WADA made clear that it was not responsible for the proposal, but did not deny that it is under consideration: “Neither WADA’s leadership nor its management was involved or consulted in any way in the drafting of this document,” spokesman James Fitzgerald said. “Any suggestion to the contrary is simply untrue.”
Helleland, of Norway, was one of two members of the WADA Executive Committee to vote against the Russian Anti-Doping Agency’s reinstatement in September and is the favorite to replace current president Craig Reedie among those calling for total reform of the organization.
Reedie, 77, is retiring next year.
Helleland drew the ire of many within her organization last week when she independently attended the White House “emergency” anti-doping summit, despite WADA‘s assertion that it did not receive an invite.

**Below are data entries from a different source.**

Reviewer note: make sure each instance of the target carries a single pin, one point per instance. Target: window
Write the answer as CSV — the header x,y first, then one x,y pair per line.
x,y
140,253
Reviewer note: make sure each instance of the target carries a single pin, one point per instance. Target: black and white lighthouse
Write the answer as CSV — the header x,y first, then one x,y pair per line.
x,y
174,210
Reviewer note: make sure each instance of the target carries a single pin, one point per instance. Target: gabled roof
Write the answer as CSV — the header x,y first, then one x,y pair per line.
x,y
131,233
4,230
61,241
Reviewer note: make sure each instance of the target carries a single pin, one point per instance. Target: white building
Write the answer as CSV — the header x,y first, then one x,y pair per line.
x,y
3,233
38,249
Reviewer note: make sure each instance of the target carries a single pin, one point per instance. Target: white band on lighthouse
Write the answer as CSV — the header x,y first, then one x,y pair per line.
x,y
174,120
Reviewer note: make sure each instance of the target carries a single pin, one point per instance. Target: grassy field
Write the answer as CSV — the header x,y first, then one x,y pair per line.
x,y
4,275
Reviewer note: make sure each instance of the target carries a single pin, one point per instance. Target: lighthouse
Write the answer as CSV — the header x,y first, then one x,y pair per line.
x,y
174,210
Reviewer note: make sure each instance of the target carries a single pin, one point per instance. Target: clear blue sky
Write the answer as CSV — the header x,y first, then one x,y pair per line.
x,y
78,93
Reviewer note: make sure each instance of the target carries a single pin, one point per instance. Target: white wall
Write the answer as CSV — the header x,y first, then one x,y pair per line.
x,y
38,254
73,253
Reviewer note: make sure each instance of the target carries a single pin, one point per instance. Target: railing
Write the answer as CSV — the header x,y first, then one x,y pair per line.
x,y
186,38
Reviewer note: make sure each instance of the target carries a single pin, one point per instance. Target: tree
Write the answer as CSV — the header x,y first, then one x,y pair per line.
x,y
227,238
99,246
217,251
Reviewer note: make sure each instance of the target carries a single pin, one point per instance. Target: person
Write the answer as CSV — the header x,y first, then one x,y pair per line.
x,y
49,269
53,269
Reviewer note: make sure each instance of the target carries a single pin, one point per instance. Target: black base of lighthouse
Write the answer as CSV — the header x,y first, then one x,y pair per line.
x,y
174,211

Athletes for Clean Sport released a statement on the age limit proposal, calling it “totally unacceptable.”
The group added: “Given the recent direction of WADA and the lack of transparency that we have witnessed, is it merely a coincidence that just weeks before the athlete-minded candidate Linda Helleland would begin her campaign to be the next President, WADA could allow rules to be pushed through that would render Linda’s campaign ineligible?”
United States Anti-Doping Agency CEO Travis Tygart, who also attended the White House summit, echoed their sentiment.
“It’s ludicrous. Joan of Ark turned a war around at 17 and Queen Elizabeth became queen at 25, but to be WADA president, you need to be 45? Wow,” USADA tweeted on Tygart’s behalf. “Only in IOC/WADA world does this occur.”